2006/10/07(Sat) 23:03
movies

「紙屋悦子の青春」黒木和雄監督 2006年 日本
太平洋戦争末期の鹿児島。悦子(原田知世)は兄安忠(小林薫)、兄嫁ふさ(本上まなみ)と3人で暮らしている。ある晩兄は悦子に縁談の話があると言う、後輩の明石(松岡俊介)の紹介で、永与(永瀬正敏)という男だという。ふさは「えっちゃんは明石さんが好きなんだと思う」、事実悦子は明石のことを想っていた。しかし明石は飛行機乗り、特攻隊への志願を決意していた。だから陸に残る永与に悦子を託していきたかったのだ。
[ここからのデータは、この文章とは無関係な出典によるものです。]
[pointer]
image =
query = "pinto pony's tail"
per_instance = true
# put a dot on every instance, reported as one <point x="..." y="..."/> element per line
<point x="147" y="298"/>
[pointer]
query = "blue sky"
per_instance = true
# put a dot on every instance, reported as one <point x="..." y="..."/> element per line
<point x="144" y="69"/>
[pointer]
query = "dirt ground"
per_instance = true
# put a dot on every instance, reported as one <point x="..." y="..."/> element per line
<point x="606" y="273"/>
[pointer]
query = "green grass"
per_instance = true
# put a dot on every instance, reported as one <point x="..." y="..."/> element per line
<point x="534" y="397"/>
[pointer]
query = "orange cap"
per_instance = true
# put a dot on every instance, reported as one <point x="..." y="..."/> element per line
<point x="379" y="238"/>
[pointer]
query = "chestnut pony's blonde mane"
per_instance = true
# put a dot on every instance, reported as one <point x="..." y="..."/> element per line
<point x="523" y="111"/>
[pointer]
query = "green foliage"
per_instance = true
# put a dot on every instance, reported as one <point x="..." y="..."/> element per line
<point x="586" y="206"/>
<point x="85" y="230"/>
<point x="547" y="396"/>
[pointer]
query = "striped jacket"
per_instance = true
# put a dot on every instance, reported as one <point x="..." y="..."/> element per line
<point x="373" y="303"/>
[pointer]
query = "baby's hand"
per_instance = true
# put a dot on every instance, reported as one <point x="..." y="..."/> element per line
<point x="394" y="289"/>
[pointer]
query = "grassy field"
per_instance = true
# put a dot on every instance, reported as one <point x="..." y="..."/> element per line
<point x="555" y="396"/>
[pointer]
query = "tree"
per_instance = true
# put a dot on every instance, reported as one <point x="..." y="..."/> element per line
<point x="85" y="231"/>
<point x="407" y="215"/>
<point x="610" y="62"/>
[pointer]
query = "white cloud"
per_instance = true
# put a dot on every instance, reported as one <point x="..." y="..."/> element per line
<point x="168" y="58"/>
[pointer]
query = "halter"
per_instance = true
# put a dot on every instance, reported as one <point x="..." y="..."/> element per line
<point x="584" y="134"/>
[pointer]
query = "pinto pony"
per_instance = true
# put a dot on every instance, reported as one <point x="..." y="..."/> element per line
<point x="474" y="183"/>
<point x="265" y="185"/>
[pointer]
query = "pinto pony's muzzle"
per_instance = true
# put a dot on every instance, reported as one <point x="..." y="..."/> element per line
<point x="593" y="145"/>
悦子もそんな明石の気持ちを十分理解していた。
突撃の前夜、明石が悦子たちを訪ねてくる。いままでお世話になりました、お元気で、お幸せに。明石が去った後、悦子は誰はばかることなく号泣する。それまでずっと抑えていたものが噴出するがごとく。
数日後、永与が訪れる。両親に会ってほしい。悦子は快く承諾、平戸はいいところなんでしょうね。更に永与は明石から預かった手紙を悦子に渡す、遠慮する悦子に「私の事は気にしないで。彼の分もあなたのことを大事にします」部屋の外では桜が散り始めていた。

縁談の話を悦子に切り出す夜のシーンが心に残る。兄とふさと悦子がとっておきのお茶を飲む、父が出張先の静岡で買ってきたお茶はなんておいしいのだろう。空襲で亡くなった両親の昔話をして3人が笑い転げる。翌日から兄は徴用で熊本に行かなくてはならない、悦子は縁談だ。お茶だけの最後の晩餐、最後の暖かなひととき、3人ともそのことをよくわかっている。悦子が号泣するシーンよりも3人が揃っているシーンのほうが切ない。じゃあまたあした、というわけにはいかないから。
映画の最初と最後で、年老いた悦子と永与が病院の屋上で何をするともなしにベンチに腰を降ろし景色を眺めている。多分永与は自分の死期が近いことを悟っているのだが、まだ彼には明日がある。また明日悦子とこの屋上でゆっくり過ごすことができる。でもふと心をよぎるのは「なぜ自分は生きているのか、生きてていいのだろうか」という思い。「死んだら何にもならないんですよ」と悦子は言うが、2人とも心の底では死んでいった明石のことをずっと考えているに違いない。彼は死んで自分たちは生きている、その違いは何だったのだろう?
テーマは重たいが映画全体のトーンは決して重苦しくない、小林薫と本上まなみのやりとりはまるで漫才みたい、何度も笑った。原田知世を見るのは久しぶり、凛とした表情と立ち居振る舞いがとてもよかった。
いい映画だと素直に思う。しみじみと、粛々として。